Proof
01. ⊢ set ∅, empty_set_is_set.
02. ⊢ set {∅}, set_sg 1.
03. ⊢ ∅ ∈ {∅, {∅}}, in21 1.
04. ⊢ {∅} ∈ {∅, {∅}}, in22 2.
05. 5 ⊢ x ∈ X \ A, hypo.
06. 6 ⊢ x ∈ A, hypo.
07. 5 ⊢ ∅ ∈ {∅, {∅}}, wk 3.
08. 6 ⊢ {∅} ∈ {∅, {∅}}, wk 4.
09. ⊢ x ∈ X \ A → ∅ ∈ {∅, {∅}}, subj_intro 7.
10. ⊢ x ∈ A → {∅} ∈ {∅, {∅}}, subj_intro 8.
11. ⊢ ∀x. x ∈ X \ A → ∅ ∈ {∅, {∅}}, uq_intro 9.
12. ⊢ ∀x. x ∈ A → {∅} ∈ {∅, {∅}}, uq_intro 10.
13. ⊢ {t | ∃x. x ∈ X \ A ∧ t = (x, ∅)}
= {t | ∃x. x ∈ X \ A ∧ t = (x, ∅)}, eq_refl.
14. ⊢ {t | ∃x. x ∈ A ∧ t = (x, {∅})}
= {t | ∃x. x ∈ A ∧ t = (x, {∅})}, eq_refl.
15. ⊢ map {t | ∃x. x ∈ X \ A ∧ t = (x, ∅)} (X \ A) {∅, {∅}},
map_from_term 13 11.
16. ⊢ map {t | ∃x. x ∈ A ∧ t = (x, {∅})} A {∅, {∅}},
map_from_term 14 12.
17. ⊢ A ∩ (X \ A) = ∅, intersection_rel_compl.
18. ⊢ (X \ A) ∩ A = A ∩ (X \ A), intersection_comm.

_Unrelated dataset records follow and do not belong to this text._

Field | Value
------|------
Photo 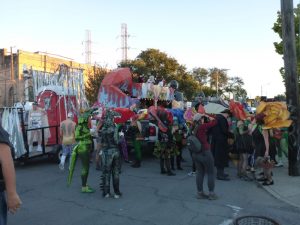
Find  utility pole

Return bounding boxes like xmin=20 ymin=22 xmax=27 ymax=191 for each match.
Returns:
xmin=281 ymin=0 xmax=300 ymax=176
xmin=10 ymin=47 xmax=15 ymax=81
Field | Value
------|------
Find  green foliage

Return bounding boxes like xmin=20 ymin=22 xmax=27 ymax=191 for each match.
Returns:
xmin=225 ymin=77 xmax=247 ymax=100
xmin=192 ymin=67 xmax=209 ymax=85
xmin=274 ymin=94 xmax=286 ymax=102
xmin=85 ymin=66 xmax=107 ymax=105
xmin=118 ymin=48 xmax=247 ymax=101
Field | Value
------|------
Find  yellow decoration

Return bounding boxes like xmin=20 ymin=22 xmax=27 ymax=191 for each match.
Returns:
xmin=256 ymin=102 xmax=292 ymax=129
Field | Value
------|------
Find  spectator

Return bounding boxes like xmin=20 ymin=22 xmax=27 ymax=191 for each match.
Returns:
xmin=192 ymin=113 xmax=218 ymax=200
xmin=235 ymin=120 xmax=252 ymax=181
xmin=59 ymin=112 xmax=76 ymax=170
xmin=0 ymin=126 xmax=22 ymax=225
xmin=211 ymin=109 xmax=231 ymax=181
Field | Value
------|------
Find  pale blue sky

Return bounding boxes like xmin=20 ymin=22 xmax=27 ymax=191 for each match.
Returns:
xmin=0 ymin=0 xmax=296 ymax=97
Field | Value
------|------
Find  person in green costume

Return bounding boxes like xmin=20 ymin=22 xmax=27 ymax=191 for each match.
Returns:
xmin=100 ymin=109 xmax=122 ymax=198
xmin=129 ymin=118 xmax=143 ymax=168
xmin=68 ymin=110 xmax=95 ymax=193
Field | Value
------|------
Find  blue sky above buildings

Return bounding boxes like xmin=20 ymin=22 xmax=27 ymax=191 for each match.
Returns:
xmin=0 ymin=0 xmax=298 ymax=97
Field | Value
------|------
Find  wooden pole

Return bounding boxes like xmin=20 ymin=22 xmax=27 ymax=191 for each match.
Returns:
xmin=281 ymin=0 xmax=300 ymax=176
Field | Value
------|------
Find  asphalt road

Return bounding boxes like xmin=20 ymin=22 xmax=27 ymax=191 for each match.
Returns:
xmin=8 ymin=149 xmax=300 ymax=225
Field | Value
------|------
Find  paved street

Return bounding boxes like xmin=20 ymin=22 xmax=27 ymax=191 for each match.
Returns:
xmin=9 ymin=149 xmax=300 ymax=225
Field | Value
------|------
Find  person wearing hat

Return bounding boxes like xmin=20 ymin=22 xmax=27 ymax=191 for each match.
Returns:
xmin=211 ymin=109 xmax=231 ymax=181
xmin=59 ymin=112 xmax=76 ymax=170
xmin=28 ymin=102 xmax=46 ymax=152
xmin=192 ymin=113 xmax=218 ymax=200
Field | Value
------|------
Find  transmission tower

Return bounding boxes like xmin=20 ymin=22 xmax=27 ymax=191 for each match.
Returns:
xmin=121 ymin=23 xmax=130 ymax=62
xmin=85 ymin=30 xmax=92 ymax=65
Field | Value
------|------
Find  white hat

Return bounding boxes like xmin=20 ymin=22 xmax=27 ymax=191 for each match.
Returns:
xmin=193 ymin=113 xmax=204 ymax=121
xmin=67 ymin=112 xmax=73 ymax=118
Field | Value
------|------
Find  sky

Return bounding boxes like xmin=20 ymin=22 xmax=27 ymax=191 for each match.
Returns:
xmin=0 ymin=0 xmax=298 ymax=98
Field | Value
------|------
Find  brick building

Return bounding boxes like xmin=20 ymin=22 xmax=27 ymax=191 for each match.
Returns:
xmin=0 ymin=48 xmax=98 ymax=107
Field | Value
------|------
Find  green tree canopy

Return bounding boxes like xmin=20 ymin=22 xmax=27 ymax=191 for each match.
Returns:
xmin=224 ymin=77 xmax=247 ymax=100
xmin=119 ymin=49 xmax=200 ymax=99
xmin=272 ymin=4 xmax=300 ymax=85
xmin=85 ymin=66 xmax=107 ymax=105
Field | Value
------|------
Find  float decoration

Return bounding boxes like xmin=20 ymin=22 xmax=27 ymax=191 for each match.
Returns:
xmin=256 ymin=102 xmax=292 ymax=129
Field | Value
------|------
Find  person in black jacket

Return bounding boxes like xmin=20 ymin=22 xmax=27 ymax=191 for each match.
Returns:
xmin=210 ymin=109 xmax=231 ymax=180
xmin=0 ymin=125 xmax=22 ymax=225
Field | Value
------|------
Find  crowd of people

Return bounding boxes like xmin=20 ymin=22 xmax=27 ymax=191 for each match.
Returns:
xmin=55 ymin=100 xmax=287 ymax=200
xmin=0 ymin=99 xmax=288 ymax=224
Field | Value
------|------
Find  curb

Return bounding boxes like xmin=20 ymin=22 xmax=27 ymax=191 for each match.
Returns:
xmin=256 ymin=181 xmax=300 ymax=209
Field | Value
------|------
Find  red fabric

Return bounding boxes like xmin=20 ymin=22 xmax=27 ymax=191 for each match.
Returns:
xmin=229 ymin=100 xmax=247 ymax=120
xmin=113 ymin=108 xmax=135 ymax=123
xmin=198 ymin=104 xmax=205 ymax=114
xmin=196 ymin=120 xmax=217 ymax=151
xmin=101 ymin=68 xmax=132 ymax=94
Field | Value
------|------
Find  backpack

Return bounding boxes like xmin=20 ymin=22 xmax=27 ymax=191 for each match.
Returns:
xmin=186 ymin=125 xmax=202 ymax=153
xmin=186 ymin=134 xmax=202 ymax=153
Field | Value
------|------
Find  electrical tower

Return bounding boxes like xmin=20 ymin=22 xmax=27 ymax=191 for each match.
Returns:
xmin=85 ymin=30 xmax=92 ymax=65
xmin=121 ymin=23 xmax=130 ymax=62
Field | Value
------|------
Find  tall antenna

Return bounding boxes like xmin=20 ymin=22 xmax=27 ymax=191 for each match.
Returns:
xmin=121 ymin=23 xmax=129 ymax=62
xmin=85 ymin=30 xmax=92 ymax=65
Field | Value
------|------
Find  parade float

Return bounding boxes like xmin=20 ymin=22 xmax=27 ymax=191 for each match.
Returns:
xmin=1 ymin=65 xmax=88 ymax=162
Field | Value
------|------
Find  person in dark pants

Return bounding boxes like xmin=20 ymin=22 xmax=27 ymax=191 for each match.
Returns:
xmin=171 ymin=129 xmax=183 ymax=170
xmin=210 ymin=109 xmax=231 ymax=181
xmin=0 ymin=125 xmax=22 ymax=225
xmin=192 ymin=113 xmax=218 ymax=200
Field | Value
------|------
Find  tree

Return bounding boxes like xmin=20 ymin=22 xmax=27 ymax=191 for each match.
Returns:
xmin=192 ymin=67 xmax=209 ymax=85
xmin=85 ymin=66 xmax=108 ymax=104
xmin=224 ymin=77 xmax=247 ymax=99
xmin=119 ymin=48 xmax=180 ymax=82
xmin=209 ymin=68 xmax=228 ymax=95
xmin=272 ymin=4 xmax=300 ymax=82
xmin=119 ymin=48 xmax=200 ymax=99
xmin=274 ymin=94 xmax=286 ymax=102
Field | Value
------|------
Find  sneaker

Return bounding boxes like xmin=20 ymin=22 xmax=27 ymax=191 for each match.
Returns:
xmin=36 ymin=145 xmax=43 ymax=152
xmin=208 ymin=194 xmax=219 ymax=200
xmin=103 ymin=193 xmax=110 ymax=198
xmin=188 ymin=171 xmax=196 ymax=177
xmin=217 ymin=176 xmax=230 ymax=181
xmin=197 ymin=192 xmax=209 ymax=199
xmin=114 ymin=192 xmax=122 ymax=199
xmin=167 ymin=171 xmax=176 ymax=176
xmin=81 ymin=186 xmax=95 ymax=193
xmin=256 ymin=177 xmax=268 ymax=182
xmin=275 ymin=162 xmax=283 ymax=167
xmin=58 ymin=163 xmax=65 ymax=170
xmin=262 ymin=180 xmax=274 ymax=186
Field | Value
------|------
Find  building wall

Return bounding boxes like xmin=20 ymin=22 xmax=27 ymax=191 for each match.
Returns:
xmin=0 ymin=49 xmax=94 ymax=106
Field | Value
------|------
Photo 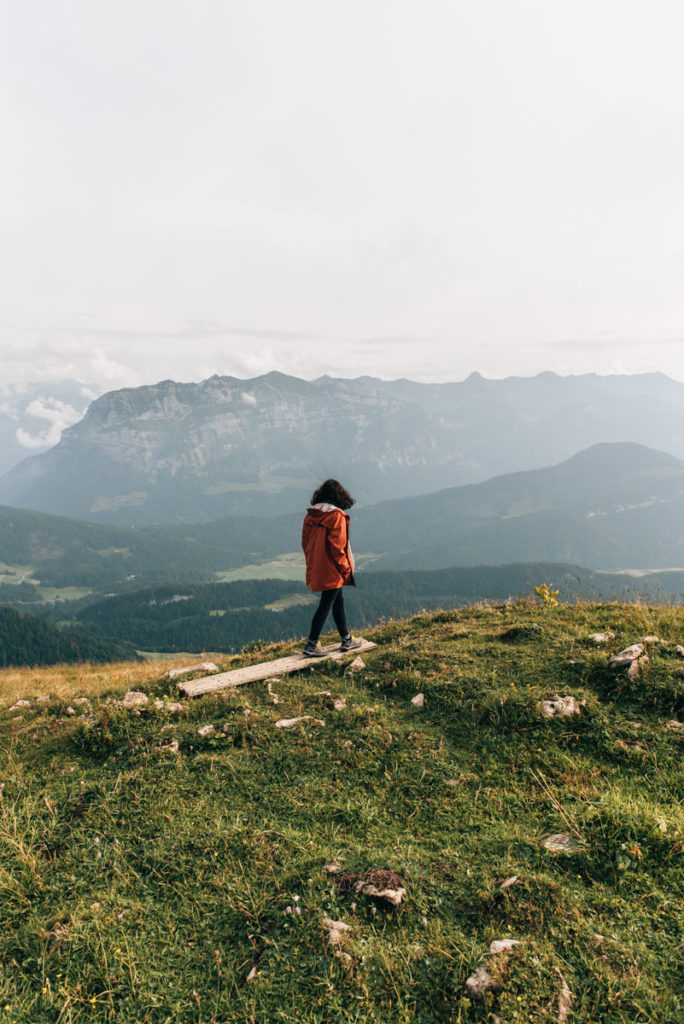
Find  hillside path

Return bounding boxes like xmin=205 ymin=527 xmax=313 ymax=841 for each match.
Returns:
xmin=178 ymin=640 xmax=378 ymax=697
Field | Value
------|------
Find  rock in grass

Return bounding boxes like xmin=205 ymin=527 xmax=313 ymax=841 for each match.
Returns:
xmin=465 ymin=964 xmax=502 ymax=1002
xmin=337 ymin=869 xmax=407 ymax=906
xmin=155 ymin=739 xmax=180 ymax=754
xmin=117 ymin=690 xmax=149 ymax=711
xmin=344 ymin=655 xmax=366 ymax=676
xmin=465 ymin=939 xmax=521 ymax=1002
xmin=589 ymin=630 xmax=615 ymax=643
xmin=323 ymin=916 xmax=351 ymax=949
xmin=275 ymin=715 xmax=326 ymax=729
xmin=544 ymin=833 xmax=581 ymax=853
xmin=489 ymin=939 xmax=522 ymax=956
xmin=540 ymin=694 xmax=586 ymax=718
xmin=610 ymin=643 xmax=646 ymax=669
xmin=168 ymin=662 xmax=218 ymax=679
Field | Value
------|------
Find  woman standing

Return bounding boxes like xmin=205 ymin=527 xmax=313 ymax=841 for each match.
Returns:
xmin=302 ymin=480 xmax=362 ymax=657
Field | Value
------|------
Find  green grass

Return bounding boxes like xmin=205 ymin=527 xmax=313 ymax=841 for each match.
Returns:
xmin=0 ymin=604 xmax=684 ymax=1024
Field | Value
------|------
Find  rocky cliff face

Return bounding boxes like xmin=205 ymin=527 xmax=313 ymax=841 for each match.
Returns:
xmin=0 ymin=373 xmax=684 ymax=523
xmin=0 ymin=374 xmax=475 ymax=522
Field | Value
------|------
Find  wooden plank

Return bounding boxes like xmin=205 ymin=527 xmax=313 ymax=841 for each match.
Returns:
xmin=177 ymin=640 xmax=378 ymax=697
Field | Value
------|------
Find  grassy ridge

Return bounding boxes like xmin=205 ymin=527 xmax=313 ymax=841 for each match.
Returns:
xmin=0 ymin=604 xmax=684 ymax=1024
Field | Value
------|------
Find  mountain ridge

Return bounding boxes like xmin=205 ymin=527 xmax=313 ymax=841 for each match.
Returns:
xmin=0 ymin=372 xmax=684 ymax=524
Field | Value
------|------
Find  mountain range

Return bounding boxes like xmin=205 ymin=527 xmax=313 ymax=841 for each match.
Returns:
xmin=0 ymin=443 xmax=684 ymax=604
xmin=0 ymin=373 xmax=684 ymax=525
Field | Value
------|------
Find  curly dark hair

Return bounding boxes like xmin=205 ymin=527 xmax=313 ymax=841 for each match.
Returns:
xmin=311 ymin=479 xmax=356 ymax=509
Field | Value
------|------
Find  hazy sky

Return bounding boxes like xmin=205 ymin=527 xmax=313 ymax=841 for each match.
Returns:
xmin=0 ymin=0 xmax=684 ymax=389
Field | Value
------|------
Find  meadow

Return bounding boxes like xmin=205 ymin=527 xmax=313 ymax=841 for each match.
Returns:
xmin=0 ymin=601 xmax=684 ymax=1024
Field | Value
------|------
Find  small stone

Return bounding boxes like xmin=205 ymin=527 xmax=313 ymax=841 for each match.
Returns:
xmin=541 ymin=694 xmax=586 ymax=718
xmin=344 ymin=655 xmax=366 ymax=676
xmin=627 ymin=655 xmax=646 ymax=683
xmin=157 ymin=739 xmax=180 ymax=754
xmin=489 ymin=939 xmax=522 ymax=956
xmin=168 ymin=662 xmax=219 ymax=679
xmin=465 ymin=964 xmax=501 ymax=1002
xmin=275 ymin=715 xmax=326 ymax=729
xmin=589 ymin=630 xmax=615 ymax=643
xmin=323 ymin=916 xmax=351 ymax=948
xmin=610 ymin=643 xmax=646 ymax=669
xmin=544 ymin=833 xmax=580 ymax=853
xmin=118 ymin=690 xmax=149 ymax=710
xmin=8 ymin=700 xmax=31 ymax=711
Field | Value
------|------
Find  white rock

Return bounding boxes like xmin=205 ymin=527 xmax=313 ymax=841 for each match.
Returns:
xmin=168 ymin=662 xmax=218 ymax=679
xmin=541 ymin=694 xmax=586 ymax=718
xmin=117 ymin=690 xmax=149 ymax=710
xmin=544 ymin=833 xmax=580 ymax=853
xmin=275 ymin=715 xmax=326 ymax=729
xmin=323 ymin=918 xmax=351 ymax=947
xmin=589 ymin=630 xmax=615 ymax=643
xmin=157 ymin=739 xmax=180 ymax=754
xmin=610 ymin=643 xmax=646 ymax=669
xmin=465 ymin=964 xmax=501 ymax=1001
xmin=627 ymin=654 xmax=648 ymax=682
xmin=354 ymin=880 xmax=407 ymax=906
xmin=489 ymin=939 xmax=522 ymax=956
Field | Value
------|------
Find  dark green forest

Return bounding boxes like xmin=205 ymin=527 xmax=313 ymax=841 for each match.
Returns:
xmin=0 ymin=606 xmax=138 ymax=668
xmin=51 ymin=563 xmax=655 ymax=651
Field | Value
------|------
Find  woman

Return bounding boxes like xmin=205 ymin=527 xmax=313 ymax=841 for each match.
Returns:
xmin=302 ymin=480 xmax=362 ymax=657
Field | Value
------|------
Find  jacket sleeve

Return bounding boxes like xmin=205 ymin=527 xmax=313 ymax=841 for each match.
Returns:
xmin=328 ymin=512 xmax=353 ymax=577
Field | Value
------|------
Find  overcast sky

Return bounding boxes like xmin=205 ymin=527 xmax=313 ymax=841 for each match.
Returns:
xmin=0 ymin=0 xmax=684 ymax=390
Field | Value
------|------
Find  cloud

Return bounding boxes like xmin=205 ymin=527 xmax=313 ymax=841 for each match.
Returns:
xmin=16 ymin=398 xmax=82 ymax=450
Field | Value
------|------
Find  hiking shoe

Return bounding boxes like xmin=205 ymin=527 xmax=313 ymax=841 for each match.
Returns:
xmin=302 ymin=640 xmax=326 ymax=657
xmin=340 ymin=634 xmax=364 ymax=650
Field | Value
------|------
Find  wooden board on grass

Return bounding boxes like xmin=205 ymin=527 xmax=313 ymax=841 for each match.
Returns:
xmin=178 ymin=640 xmax=378 ymax=697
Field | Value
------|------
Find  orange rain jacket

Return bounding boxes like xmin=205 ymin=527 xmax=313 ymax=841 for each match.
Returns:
xmin=302 ymin=502 xmax=356 ymax=590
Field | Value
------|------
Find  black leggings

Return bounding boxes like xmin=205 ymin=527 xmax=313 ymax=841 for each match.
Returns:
xmin=309 ymin=587 xmax=349 ymax=643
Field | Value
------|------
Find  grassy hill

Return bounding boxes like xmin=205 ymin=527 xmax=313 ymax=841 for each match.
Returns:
xmin=52 ymin=562 xmax=684 ymax=652
xmin=0 ymin=603 xmax=684 ymax=1024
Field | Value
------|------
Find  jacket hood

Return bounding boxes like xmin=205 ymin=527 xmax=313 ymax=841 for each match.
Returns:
xmin=306 ymin=502 xmax=349 ymax=522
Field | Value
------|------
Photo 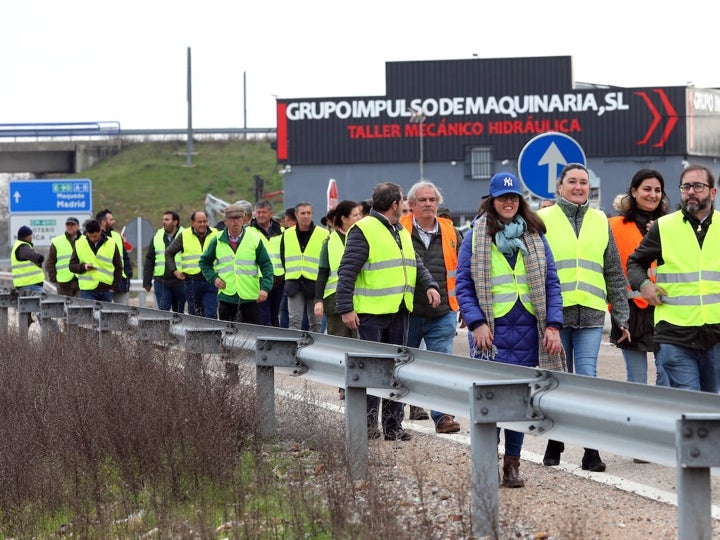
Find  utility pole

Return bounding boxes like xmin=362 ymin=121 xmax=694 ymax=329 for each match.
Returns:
xmin=410 ymin=109 xmax=425 ymax=180
xmin=185 ymin=47 xmax=193 ymax=167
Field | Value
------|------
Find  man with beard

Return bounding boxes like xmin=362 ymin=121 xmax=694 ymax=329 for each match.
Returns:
xmin=95 ymin=208 xmax=132 ymax=305
xmin=143 ymin=210 xmax=185 ymax=313
xmin=335 ymin=182 xmax=440 ymax=441
xmin=627 ymin=165 xmax=720 ymax=392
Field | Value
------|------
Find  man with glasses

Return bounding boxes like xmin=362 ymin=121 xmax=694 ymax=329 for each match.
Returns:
xmin=400 ymin=180 xmax=460 ymax=433
xmin=627 ymin=165 xmax=720 ymax=392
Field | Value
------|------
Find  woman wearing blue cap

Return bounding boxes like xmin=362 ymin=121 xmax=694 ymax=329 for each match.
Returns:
xmin=538 ymin=163 xmax=630 ymax=472
xmin=456 ymin=173 xmax=565 ymax=488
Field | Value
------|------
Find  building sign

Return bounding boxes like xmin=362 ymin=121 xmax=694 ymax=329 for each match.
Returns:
xmin=277 ymin=57 xmax=692 ymax=165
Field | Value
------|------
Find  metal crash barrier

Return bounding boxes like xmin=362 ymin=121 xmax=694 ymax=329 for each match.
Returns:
xmin=0 ymin=290 xmax=720 ymax=540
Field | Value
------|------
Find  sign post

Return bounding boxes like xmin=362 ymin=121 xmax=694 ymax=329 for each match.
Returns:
xmin=8 ymin=178 xmax=92 ymax=247
xmin=518 ymin=131 xmax=586 ymax=199
xmin=328 ymin=178 xmax=339 ymax=212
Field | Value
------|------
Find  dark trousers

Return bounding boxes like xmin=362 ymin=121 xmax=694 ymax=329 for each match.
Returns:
xmin=260 ymin=283 xmax=284 ymax=326
xmin=358 ymin=309 xmax=409 ymax=436
xmin=218 ymin=300 xmax=260 ymax=324
xmin=185 ymin=278 xmax=217 ymax=319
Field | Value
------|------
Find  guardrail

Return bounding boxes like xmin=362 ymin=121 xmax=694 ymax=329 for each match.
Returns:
xmin=0 ymin=121 xmax=120 ymax=138
xmin=0 ymin=291 xmax=720 ymax=540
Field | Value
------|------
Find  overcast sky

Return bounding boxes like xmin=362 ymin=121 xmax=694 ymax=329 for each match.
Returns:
xmin=0 ymin=0 xmax=720 ymax=129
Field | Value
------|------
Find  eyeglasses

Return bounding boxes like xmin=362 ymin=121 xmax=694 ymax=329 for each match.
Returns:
xmin=680 ymin=182 xmax=710 ymax=193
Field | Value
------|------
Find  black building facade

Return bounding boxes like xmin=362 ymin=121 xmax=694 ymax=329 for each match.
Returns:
xmin=277 ymin=56 xmax=720 ymax=222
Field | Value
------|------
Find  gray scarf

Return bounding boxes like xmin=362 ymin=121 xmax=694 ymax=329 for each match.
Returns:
xmin=470 ymin=216 xmax=567 ymax=371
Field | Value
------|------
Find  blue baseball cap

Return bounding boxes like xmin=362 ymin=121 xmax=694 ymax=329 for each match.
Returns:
xmin=490 ymin=173 xmax=522 ymax=197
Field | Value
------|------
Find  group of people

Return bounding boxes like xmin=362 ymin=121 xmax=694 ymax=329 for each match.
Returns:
xmin=12 ymin=163 xmax=720 ymax=487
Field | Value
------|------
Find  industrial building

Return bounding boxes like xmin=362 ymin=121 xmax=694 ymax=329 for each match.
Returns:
xmin=277 ymin=56 xmax=720 ymax=223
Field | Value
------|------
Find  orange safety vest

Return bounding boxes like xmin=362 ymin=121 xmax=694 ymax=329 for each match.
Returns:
xmin=608 ymin=216 xmax=657 ymax=309
xmin=400 ymin=214 xmax=459 ymax=311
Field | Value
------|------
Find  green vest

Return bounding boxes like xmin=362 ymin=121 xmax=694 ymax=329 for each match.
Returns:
xmin=283 ymin=226 xmax=328 ymax=281
xmin=52 ymin=233 xmax=76 ymax=283
xmin=538 ymin=205 xmax=609 ymax=311
xmin=655 ymin=211 xmax=720 ymax=327
xmin=153 ymin=227 xmax=185 ymax=277
xmin=323 ymin=231 xmax=345 ymax=298
xmin=215 ymin=229 xmax=262 ymax=300
xmin=180 ymin=227 xmax=217 ymax=276
xmin=10 ymin=240 xmax=45 ymax=287
xmin=490 ymin=244 xmax=535 ymax=318
xmin=353 ymin=216 xmax=417 ymax=315
xmin=75 ymin=235 xmax=117 ymax=291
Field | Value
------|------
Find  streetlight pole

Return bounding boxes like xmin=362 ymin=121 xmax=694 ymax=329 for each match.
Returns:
xmin=410 ymin=109 xmax=425 ymax=180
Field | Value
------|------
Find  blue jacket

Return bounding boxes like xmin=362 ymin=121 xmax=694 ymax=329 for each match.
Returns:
xmin=456 ymin=224 xmax=563 ymax=367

19. ⊢ (X \ A) ∩ A = ∅, eq_trans 18 17.
20. ⊢ map ({t | ∃x. x ∈ X \ A ∧ t = (x, ∅)} ∪
{t | ∃x. x ∈ A ∧ t = (x, {∅})}) ((X \ A) ∪ A) {∅, {∅}},
map_union_eq_rngs 15 16 19.
21. ⊢ map (χ A X) ((X \ A) ∪ A) {∅, {∅}},
eq_subst_rev indicator_eq 20, P t ↔ map t ((X \ A) ∪ A) {∅, {∅}}.
22. 22 ⊢ A ⊆ X, hypo.
23. 22 ⊢ (X \ A) ∪ A = X, diff_union_subclass 22.
24. 22 ⊢ map (χ A X) X {∅, {∅}},
eq_subst 23 21, P t ↔ map (χ A X) t {∅, {∅}}.
indicator_is_map. ⊢ A ⊆ X → map (χ A X) X {∅, {∅}}, subj_intro 24.
Dependencies
The given proof depends on 10 axioms:
comp, efq, eq_refl, eq_subst, ext, infinity, lem, pairing, subset, union.